New habits need some sort of a cue that will serve as a trigger for your mind.  Of course, cues are easier if they are routine.  As an example, one cue I started using is putting my running shoes by my door.  I exercise when I finish work, so when I see those shoes it triggers my mind to think about exercise.  For budgeting, the cue is opening my wallet and opening my 1Password program on the computer.  When I’m getting cash, a debit card, or usually a credit card out of my wallet, that is the cue that I’m going to need to record an expense.  When I open my 1Password program, my mind is triggered to be aware if I’m spending money online with a credit card.  It’s already becoming a routine.  If I purchase something online, as soon as I make the transaction I enter it into the phone.  If I’m shopping at a store, I enter it into the phone before driving away from the store.  For me, the reward is the satisfaction in knowing that I’m keeping a good budget and being a good steward.

The system has been working really well for us.

But, my wife doesn’t have a smart phone …

Since my wife’s phone isn’t as intelligent as mine, she sends me a text any time she spends money.  As soon as I get the text, that is my cue to immediately enter the purchase into the budget.

What we’re doing with receipts now …

If we purchase non-potentially returnable items (i.e. groceries or gas), we just throw away the receipt.  However, anytime we purchase an item of clothing or other household item, we put the receipt in an envelope marked with the current month.  That way if we ever have issues that require a receipt, it’ll be easy to find.

By the way, for gas, we also record everything (gas purchases and maintenance) in the Gas Cubby app.  This way we can easily track our mileage and total vehicle costs.

It’s been so easy that I’m kind of frustrated it took so long to realize there is a very simple, yet effective way to budget.
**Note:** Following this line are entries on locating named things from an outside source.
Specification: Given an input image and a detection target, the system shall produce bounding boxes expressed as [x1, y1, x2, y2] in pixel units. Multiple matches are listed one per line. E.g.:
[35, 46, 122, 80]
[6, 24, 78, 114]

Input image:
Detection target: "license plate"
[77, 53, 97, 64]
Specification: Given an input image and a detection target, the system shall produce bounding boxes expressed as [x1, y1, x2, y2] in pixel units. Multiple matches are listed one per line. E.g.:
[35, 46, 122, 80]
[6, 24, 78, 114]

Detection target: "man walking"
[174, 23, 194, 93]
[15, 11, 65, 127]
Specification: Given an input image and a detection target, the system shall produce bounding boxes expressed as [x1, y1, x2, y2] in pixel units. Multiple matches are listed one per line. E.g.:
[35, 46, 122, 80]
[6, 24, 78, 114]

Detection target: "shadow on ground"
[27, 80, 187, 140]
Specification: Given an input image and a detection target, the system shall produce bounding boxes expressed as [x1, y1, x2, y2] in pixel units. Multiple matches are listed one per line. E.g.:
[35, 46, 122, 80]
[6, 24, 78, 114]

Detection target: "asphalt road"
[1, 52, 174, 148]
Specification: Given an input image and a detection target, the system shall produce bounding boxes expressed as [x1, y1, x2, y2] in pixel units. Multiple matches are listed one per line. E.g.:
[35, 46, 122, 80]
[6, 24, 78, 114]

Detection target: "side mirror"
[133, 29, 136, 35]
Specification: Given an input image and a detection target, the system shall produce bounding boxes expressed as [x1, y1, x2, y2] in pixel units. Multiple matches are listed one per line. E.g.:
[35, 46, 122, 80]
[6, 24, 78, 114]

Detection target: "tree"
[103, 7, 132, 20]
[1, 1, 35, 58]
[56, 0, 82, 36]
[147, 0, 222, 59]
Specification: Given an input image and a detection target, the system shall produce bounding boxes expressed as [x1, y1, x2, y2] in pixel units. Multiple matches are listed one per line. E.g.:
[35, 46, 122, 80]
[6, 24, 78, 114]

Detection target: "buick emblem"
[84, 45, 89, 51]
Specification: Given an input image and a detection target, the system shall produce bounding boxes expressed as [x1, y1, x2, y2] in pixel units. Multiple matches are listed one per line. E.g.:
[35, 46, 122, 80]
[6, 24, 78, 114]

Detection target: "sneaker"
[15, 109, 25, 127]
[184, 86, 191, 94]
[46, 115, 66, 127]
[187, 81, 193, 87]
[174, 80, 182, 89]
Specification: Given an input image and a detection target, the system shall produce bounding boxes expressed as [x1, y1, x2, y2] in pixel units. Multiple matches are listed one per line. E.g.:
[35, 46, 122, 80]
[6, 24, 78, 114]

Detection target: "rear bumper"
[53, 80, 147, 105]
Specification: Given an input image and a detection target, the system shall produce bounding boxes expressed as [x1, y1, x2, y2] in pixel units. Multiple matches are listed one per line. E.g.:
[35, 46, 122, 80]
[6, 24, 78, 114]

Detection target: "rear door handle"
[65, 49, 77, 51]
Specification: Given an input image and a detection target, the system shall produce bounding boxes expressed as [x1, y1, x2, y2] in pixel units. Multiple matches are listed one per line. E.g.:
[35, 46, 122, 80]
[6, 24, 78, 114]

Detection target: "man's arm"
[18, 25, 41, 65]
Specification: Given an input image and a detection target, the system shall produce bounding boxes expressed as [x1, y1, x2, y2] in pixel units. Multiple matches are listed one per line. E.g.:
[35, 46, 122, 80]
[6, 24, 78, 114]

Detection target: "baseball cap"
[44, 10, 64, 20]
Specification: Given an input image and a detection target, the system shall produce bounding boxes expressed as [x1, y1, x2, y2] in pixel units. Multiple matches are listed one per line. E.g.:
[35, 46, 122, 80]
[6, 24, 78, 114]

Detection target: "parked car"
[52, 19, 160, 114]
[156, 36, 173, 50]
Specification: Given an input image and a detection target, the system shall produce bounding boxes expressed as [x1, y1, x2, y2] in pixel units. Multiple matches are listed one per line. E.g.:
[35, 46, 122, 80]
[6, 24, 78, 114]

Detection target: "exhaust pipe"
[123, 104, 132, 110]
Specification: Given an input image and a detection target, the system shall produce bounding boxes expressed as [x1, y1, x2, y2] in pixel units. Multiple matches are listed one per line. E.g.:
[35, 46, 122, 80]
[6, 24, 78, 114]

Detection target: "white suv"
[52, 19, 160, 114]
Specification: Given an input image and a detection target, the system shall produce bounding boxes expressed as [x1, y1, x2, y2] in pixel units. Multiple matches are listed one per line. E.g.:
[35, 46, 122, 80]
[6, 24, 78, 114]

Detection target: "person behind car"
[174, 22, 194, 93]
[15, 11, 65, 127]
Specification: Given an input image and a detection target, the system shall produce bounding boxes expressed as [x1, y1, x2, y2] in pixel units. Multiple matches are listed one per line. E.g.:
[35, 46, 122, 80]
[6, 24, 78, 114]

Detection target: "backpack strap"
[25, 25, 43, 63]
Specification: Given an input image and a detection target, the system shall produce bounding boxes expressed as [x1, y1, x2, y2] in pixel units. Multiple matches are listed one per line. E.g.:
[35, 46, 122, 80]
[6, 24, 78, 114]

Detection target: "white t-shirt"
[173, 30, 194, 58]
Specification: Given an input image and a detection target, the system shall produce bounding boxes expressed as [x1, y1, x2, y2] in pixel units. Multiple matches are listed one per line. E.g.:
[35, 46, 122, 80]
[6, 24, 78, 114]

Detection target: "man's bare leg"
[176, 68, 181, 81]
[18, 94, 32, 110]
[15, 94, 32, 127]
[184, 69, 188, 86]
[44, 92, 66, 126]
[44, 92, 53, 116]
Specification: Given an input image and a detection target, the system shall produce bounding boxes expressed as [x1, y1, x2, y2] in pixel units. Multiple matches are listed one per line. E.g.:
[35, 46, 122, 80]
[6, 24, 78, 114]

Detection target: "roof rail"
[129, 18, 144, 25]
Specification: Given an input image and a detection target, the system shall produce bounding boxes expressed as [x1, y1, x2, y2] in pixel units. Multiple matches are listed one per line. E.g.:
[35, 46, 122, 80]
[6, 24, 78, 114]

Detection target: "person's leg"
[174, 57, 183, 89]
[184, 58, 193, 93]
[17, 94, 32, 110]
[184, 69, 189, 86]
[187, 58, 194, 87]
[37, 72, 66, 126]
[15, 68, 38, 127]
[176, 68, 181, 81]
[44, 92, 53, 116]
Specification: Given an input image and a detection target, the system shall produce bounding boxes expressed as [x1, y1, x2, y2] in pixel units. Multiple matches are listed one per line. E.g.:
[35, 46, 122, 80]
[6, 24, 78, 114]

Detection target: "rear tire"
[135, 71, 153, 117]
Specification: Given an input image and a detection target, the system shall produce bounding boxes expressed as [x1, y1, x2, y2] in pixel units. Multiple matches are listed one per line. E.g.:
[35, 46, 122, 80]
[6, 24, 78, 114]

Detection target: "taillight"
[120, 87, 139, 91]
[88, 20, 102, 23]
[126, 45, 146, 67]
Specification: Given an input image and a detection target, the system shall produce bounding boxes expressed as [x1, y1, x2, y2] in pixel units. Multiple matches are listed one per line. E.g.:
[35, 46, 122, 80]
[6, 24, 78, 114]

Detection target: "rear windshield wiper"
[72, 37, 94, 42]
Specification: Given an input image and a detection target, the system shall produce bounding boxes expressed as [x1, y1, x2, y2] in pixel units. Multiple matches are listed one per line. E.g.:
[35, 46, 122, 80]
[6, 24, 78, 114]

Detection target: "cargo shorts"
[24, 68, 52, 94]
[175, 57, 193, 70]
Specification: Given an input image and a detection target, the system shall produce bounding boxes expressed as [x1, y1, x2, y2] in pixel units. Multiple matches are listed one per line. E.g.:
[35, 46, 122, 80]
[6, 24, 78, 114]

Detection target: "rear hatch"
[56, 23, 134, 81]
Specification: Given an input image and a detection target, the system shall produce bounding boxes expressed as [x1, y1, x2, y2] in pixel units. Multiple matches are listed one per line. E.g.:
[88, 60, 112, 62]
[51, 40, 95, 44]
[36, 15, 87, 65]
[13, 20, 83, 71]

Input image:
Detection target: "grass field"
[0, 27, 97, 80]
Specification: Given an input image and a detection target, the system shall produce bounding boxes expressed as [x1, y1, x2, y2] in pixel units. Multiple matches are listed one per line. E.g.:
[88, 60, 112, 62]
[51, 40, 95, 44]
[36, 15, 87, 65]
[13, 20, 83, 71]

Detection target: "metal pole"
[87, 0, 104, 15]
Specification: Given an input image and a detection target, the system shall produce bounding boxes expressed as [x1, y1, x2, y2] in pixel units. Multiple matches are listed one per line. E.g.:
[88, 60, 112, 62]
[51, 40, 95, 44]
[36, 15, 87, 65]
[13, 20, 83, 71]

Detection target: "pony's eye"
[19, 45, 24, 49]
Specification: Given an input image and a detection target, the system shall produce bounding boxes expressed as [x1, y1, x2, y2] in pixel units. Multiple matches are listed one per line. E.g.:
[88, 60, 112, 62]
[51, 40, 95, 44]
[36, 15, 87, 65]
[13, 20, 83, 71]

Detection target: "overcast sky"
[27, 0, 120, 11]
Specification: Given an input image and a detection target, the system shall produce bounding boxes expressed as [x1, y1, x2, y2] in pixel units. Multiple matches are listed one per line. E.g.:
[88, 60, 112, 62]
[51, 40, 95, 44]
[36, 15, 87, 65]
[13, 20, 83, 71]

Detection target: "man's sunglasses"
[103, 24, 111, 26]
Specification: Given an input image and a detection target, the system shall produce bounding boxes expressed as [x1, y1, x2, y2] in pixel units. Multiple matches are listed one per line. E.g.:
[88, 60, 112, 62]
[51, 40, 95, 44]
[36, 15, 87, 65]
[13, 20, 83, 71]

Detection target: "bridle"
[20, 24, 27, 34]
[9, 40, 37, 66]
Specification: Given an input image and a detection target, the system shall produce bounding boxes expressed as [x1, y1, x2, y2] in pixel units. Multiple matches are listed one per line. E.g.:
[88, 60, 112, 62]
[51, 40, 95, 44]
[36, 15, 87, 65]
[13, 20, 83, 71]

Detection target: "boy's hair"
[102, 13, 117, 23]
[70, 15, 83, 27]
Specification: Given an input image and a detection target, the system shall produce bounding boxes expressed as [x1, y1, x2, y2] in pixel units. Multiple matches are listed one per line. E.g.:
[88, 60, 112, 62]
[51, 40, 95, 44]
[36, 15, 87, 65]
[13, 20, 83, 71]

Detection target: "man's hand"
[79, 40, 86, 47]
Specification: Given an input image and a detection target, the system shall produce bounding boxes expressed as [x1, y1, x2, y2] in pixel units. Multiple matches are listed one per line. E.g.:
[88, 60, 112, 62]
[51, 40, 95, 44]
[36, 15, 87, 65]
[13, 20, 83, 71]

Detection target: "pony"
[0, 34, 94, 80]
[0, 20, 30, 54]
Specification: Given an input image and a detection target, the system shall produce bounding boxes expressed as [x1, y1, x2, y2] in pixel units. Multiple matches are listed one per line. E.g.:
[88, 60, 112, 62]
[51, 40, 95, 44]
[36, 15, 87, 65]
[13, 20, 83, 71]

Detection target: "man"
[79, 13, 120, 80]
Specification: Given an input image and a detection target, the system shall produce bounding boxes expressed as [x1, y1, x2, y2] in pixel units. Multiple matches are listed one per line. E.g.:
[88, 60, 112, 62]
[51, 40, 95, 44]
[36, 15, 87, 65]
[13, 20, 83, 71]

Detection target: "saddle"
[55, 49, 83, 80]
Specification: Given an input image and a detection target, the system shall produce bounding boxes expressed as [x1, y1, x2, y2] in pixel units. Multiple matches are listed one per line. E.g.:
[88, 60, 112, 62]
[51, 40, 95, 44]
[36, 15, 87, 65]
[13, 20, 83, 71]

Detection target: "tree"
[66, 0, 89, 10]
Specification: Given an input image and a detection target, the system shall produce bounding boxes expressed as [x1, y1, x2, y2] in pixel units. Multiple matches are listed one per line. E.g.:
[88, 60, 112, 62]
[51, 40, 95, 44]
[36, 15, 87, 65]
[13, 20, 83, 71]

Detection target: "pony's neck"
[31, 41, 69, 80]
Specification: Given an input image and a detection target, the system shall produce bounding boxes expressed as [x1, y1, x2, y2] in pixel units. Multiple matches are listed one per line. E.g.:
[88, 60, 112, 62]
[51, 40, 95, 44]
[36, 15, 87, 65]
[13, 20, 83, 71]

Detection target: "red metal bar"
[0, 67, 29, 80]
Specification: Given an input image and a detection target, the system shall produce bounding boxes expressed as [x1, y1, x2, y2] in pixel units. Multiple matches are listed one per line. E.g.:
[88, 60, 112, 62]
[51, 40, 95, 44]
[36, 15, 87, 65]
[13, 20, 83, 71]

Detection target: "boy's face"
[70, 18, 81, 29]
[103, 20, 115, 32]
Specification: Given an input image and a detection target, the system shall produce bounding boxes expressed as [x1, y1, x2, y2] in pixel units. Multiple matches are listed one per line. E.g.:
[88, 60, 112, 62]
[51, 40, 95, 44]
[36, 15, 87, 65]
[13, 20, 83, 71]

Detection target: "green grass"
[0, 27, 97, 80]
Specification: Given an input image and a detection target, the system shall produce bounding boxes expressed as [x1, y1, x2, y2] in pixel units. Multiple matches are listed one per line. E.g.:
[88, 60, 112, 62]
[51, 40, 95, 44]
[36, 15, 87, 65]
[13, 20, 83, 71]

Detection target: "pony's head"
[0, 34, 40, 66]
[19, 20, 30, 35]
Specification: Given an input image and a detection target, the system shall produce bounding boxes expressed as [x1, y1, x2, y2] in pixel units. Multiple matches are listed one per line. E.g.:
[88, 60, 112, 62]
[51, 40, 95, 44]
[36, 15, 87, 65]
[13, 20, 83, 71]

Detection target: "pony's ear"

If you’re having trouble keeping up with your budget, try a system that forces you to enter the expense the very moment you spend money.

Do you use your Smart Phone for budgeting?  Do you have a favorite app you want to suggest?  Do you have any additional tips?


  1. says

    I log in to my bank website as well as my credit card websites 4-5 times per week and log everything. This is along the same lines as what you’re advising. Doing so makes sure I that I track everything according to the category, it lets me spot any potential fraud transactions, and it also makes sure to let me know how much spending we’re done so that we don’t get surprised at the end of the month.

  2. says

    Good tip. It also works well for some chores. Rather than letting the dishes build up in the sink, wash the two or three things you have, dry them, and put them away. Many chores are more easily done in small parts that take just a few minutes rather than clumped together into an overwhelming hour.

  3. Monica says

    To be honest, I do not understand why so many people think that budgeting is a really difficult process. It is so not true. Well it might be a bit challenging but for just a few first days, then everything gets normal. When I started setting my budget (I simply needed to pay of my money loans) it was not that easy as I had to make some major spending cuts…but once I saw results everything stabilized. The budgeting tips you give here is priceless. I wish more people were able to understand the importance of staying frugal these days. Thanx for sharing this post

    • says

      Budgeting is like all of finances, easy to understand and hard to implement. Finances is about behavior not knowledge. As we develop healthy habits our finances will improve.

  4. says

    This blog is unique to me Craig as the concept of using my smartphone for budgeting never came to me earlier. I’ll surely try the Toshl app you mentioned. Thanks for this informative post.